Preparation of Chitosan-Alginate Nanoparticles for Trans-cinnamaldehyde Entrapment.


PMID 26375302

Abstract

Trans-cinnamaldehyde incorporated chitosan-alginate nanoparticles were synthesized using the ionic gelation and polyelectrolyte complexation technique. Alginate, chitosan, calcium chloride, and trans-cinnamaldehyde at predetermined concentrations were complexed electrostatically to optimize particle size and loading efficiency.
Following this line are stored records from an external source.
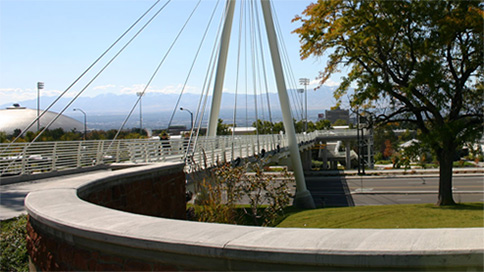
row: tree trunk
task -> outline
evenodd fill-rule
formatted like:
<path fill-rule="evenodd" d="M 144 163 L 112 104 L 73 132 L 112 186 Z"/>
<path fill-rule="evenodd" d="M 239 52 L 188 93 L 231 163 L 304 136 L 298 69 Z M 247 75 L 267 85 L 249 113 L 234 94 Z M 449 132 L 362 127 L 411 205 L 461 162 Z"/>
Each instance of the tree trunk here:
<path fill-rule="evenodd" d="M 447 145 L 439 152 L 440 175 L 439 175 L 439 200 L 437 206 L 455 205 L 452 196 L 452 167 L 455 149 Z"/>

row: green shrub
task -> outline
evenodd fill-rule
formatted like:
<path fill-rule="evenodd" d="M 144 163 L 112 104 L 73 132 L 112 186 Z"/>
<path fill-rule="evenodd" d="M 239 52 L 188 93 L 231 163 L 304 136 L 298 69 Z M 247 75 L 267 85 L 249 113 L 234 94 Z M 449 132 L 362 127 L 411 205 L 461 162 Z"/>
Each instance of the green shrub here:
<path fill-rule="evenodd" d="M 454 167 L 475 167 L 473 163 L 467 162 L 467 161 L 455 161 L 453 164 Z"/>

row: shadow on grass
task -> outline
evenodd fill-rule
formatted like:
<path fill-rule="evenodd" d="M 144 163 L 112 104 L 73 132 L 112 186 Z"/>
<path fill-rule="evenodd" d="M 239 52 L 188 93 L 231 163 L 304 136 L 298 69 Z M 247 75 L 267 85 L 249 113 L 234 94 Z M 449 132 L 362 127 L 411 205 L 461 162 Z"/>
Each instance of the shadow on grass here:
<path fill-rule="evenodd" d="M 477 210 L 484 210 L 484 203 L 483 202 L 476 202 L 476 203 L 460 203 L 455 206 L 431 206 L 433 209 L 442 209 L 442 210 L 467 210 L 467 211 L 477 211 Z"/>

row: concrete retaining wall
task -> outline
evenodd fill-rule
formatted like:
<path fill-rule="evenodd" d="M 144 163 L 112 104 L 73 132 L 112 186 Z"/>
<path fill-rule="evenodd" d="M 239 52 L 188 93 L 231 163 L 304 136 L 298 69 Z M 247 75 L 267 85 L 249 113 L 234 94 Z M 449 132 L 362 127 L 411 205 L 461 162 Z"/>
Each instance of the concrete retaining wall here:
<path fill-rule="evenodd" d="M 150 175 L 148 173 L 151 172 L 158 173 L 155 176 L 161 175 L 164 167 L 173 170 L 173 167 L 180 166 L 125 169 L 86 180 L 84 184 L 73 188 L 29 194 L 25 204 L 30 216 L 28 245 L 32 263 L 35 264 L 33 269 L 483 269 L 482 228 L 260 228 L 146 216 L 103 207 L 82 199 L 114 203 L 116 201 L 110 201 L 103 194 L 113 194 L 121 190 L 116 189 L 121 184 L 129 183 L 121 180 L 128 181 L 130 179 L 127 176 L 136 176 L 136 173 L 141 176 Z M 161 197 L 170 198 L 171 194 Z M 156 211 L 154 214 L 159 213 Z"/>

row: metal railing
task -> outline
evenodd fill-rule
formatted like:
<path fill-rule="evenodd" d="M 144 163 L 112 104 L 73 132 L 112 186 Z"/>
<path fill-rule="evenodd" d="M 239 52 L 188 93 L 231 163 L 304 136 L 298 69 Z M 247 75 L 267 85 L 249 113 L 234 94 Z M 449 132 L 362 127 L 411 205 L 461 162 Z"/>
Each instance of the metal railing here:
<path fill-rule="evenodd" d="M 297 140 L 309 143 L 316 137 L 334 134 L 335 131 L 316 131 L 298 134 Z M 29 175 L 121 162 L 185 160 L 187 164 L 212 167 L 221 161 L 284 151 L 287 145 L 287 137 L 283 134 L 200 137 L 190 141 L 176 138 L 167 141 L 136 139 L 0 144 L 0 174 Z"/>

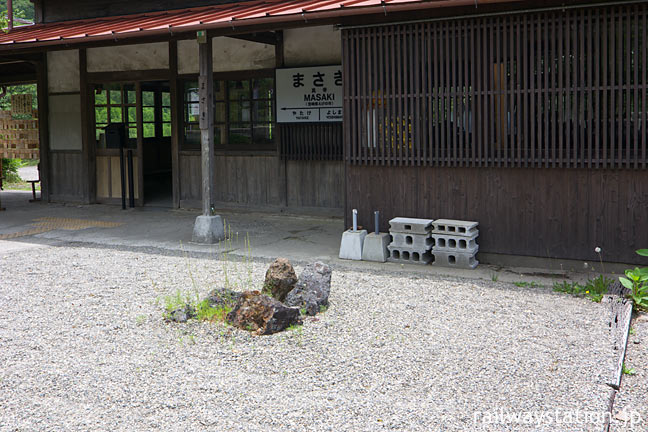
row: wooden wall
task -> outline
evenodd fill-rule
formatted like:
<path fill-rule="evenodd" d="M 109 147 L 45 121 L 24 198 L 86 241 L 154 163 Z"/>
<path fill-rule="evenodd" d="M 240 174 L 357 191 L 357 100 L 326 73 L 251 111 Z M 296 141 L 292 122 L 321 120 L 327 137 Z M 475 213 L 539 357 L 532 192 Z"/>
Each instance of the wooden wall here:
<path fill-rule="evenodd" d="M 200 153 L 181 152 L 179 165 L 180 204 L 197 207 L 202 195 Z M 277 156 L 217 155 L 214 187 L 219 204 L 341 210 L 343 174 L 342 162 L 286 162 Z"/>
<path fill-rule="evenodd" d="M 87 179 L 81 151 L 52 150 L 49 193 L 52 201 L 82 202 Z"/>
<path fill-rule="evenodd" d="M 348 209 L 479 222 L 481 252 L 637 262 L 648 247 L 648 171 L 349 166 Z"/>

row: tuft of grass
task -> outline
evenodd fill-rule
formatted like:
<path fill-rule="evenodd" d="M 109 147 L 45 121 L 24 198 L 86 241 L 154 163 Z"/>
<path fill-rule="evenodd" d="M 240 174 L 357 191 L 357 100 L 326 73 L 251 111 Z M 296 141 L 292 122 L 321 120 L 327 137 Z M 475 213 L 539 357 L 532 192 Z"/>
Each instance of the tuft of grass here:
<path fill-rule="evenodd" d="M 225 321 L 227 314 L 232 311 L 229 306 L 212 307 L 207 299 L 196 304 L 196 319 L 198 321 Z"/>
<path fill-rule="evenodd" d="M 499 275 L 497 273 L 491 273 L 491 280 L 493 282 L 497 282 L 498 279 L 499 279 Z"/>
<path fill-rule="evenodd" d="M 605 294 L 607 294 L 608 287 L 612 282 L 612 279 L 600 275 L 597 278 L 588 280 L 585 285 L 577 282 L 556 282 L 553 285 L 553 290 L 575 296 L 584 296 L 595 303 L 600 303 Z"/>
<path fill-rule="evenodd" d="M 625 363 L 623 363 L 623 375 L 636 375 L 637 371 L 634 368 L 628 368 Z"/>

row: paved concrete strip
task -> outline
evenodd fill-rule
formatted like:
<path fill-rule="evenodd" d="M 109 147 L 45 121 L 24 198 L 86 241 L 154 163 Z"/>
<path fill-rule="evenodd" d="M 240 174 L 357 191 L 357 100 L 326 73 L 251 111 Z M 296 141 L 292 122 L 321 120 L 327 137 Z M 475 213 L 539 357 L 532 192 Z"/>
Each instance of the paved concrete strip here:
<path fill-rule="evenodd" d="M 124 225 L 121 222 L 104 222 L 93 221 L 86 219 L 74 218 L 56 218 L 56 217 L 42 217 L 34 220 L 34 228 L 18 231 L 9 234 L 0 234 L 0 240 L 11 240 L 18 237 L 26 237 L 36 234 L 42 234 L 48 231 L 57 229 L 67 231 L 79 231 L 86 228 L 116 228 Z"/>

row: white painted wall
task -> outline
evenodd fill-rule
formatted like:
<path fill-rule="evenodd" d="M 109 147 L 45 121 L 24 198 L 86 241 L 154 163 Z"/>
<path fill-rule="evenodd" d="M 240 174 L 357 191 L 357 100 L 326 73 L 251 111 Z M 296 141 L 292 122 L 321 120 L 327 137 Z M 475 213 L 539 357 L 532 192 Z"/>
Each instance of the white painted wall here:
<path fill-rule="evenodd" d="M 79 50 L 47 53 L 47 87 L 50 93 L 78 92 Z"/>
<path fill-rule="evenodd" d="M 81 150 L 81 95 L 49 96 L 51 150 Z"/>
<path fill-rule="evenodd" d="M 88 48 L 88 72 L 168 68 L 169 44 L 167 42 Z"/>
<path fill-rule="evenodd" d="M 333 26 L 284 30 L 286 67 L 342 64 L 342 35 Z"/>
<path fill-rule="evenodd" d="M 275 48 L 257 42 L 217 37 L 212 42 L 214 72 L 229 72 L 275 67 Z M 198 73 L 198 43 L 178 41 L 178 73 Z"/>

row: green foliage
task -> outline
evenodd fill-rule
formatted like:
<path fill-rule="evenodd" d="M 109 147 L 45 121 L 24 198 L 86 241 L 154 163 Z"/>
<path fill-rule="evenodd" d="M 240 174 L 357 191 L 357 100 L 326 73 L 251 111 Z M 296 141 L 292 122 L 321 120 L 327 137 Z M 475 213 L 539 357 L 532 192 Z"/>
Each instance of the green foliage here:
<path fill-rule="evenodd" d="M 623 374 L 624 375 L 636 375 L 637 371 L 634 368 L 629 368 L 626 367 L 625 363 L 623 363 Z"/>
<path fill-rule="evenodd" d="M 194 299 L 191 294 L 183 293 L 180 289 L 177 289 L 174 294 L 164 296 L 164 317 L 169 318 L 174 310 L 192 303 L 194 303 Z"/>
<path fill-rule="evenodd" d="M 637 255 L 648 257 L 648 249 L 639 249 Z"/>
<path fill-rule="evenodd" d="M 207 299 L 196 304 L 196 319 L 198 321 L 225 321 L 227 314 L 232 311 L 229 306 L 212 307 Z"/>
<path fill-rule="evenodd" d="M 497 282 L 498 279 L 499 279 L 499 276 L 497 275 L 497 273 L 492 273 L 491 274 L 491 280 L 493 282 Z"/>
<path fill-rule="evenodd" d="M 553 290 L 575 296 L 585 296 L 593 302 L 599 303 L 603 299 L 603 296 L 607 294 L 612 282 L 612 279 L 600 275 L 597 278 L 588 280 L 585 285 L 581 285 L 578 282 L 556 282 L 553 285 Z"/>
<path fill-rule="evenodd" d="M 639 249 L 636 253 L 639 256 L 648 256 L 648 249 Z M 625 277 L 621 276 L 619 282 L 630 290 L 628 297 L 632 299 L 635 307 L 648 311 L 648 267 L 626 270 Z"/>
<path fill-rule="evenodd" d="M 2 175 L 7 183 L 20 183 L 18 168 L 22 166 L 21 159 L 2 159 Z"/>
A final methodology using optimized processing parameters (for example, stirring time, homogenization time, equilibration time, and droplet size) was developed. The best working alginate to chitosan mass ratio was determined to be 1.5:1 at a pH dispersion of 4.7. Particle size (166.26 nm) and encapsulation efficiency (73.24%) were further optimized at this mass ratio using an alginate:calcium chloride mass ratio of 4.8:1, alginate:trans-cinnamaldehyde mass ratio of 37.5:1, a 18 gauge syringe needle, stirring times of 90 min, 15 min of homogenization at 21000 rpm, and equilibration time of 24 h. Optimized nanoparticles showed increased stability (6 wk) and translucency in solution. The final radical scavenging effect of loaded particles in apple juice was 62% and trans-cinnamaldehyde was just as available to react in free form as it was in inclusion complexes. The final nanoparticle system with modified and optimized processing parameters reduced the size by 43.6% and increased entrapment efficiency by 17.2%. Nanoparticles resembled a spherical shell and core type arrangement (that is, spherical, distinct, and regular) and were in the size range of 10 to 100 nm. Nanoencapsulation of lipophilic antimicrobial and antioxidant compounds has the potential to improve their effectiveness and efficiency of delivery in food systems. Determining a standard nanoparticle synthesis methodology and optimizing entrapment efficiency and particle size prior to characterization studies allows for improved understanding of nanosystems and substantiates results. This study demonstrates the potential to improve current nanoparticle preparation techniques to fine tune critical physical parameters. The results presented in this study can aid in developing new and simple ways to improve nanoparticle formulations and prompt further studies to validate entrapment of lipophilic compounds combinations.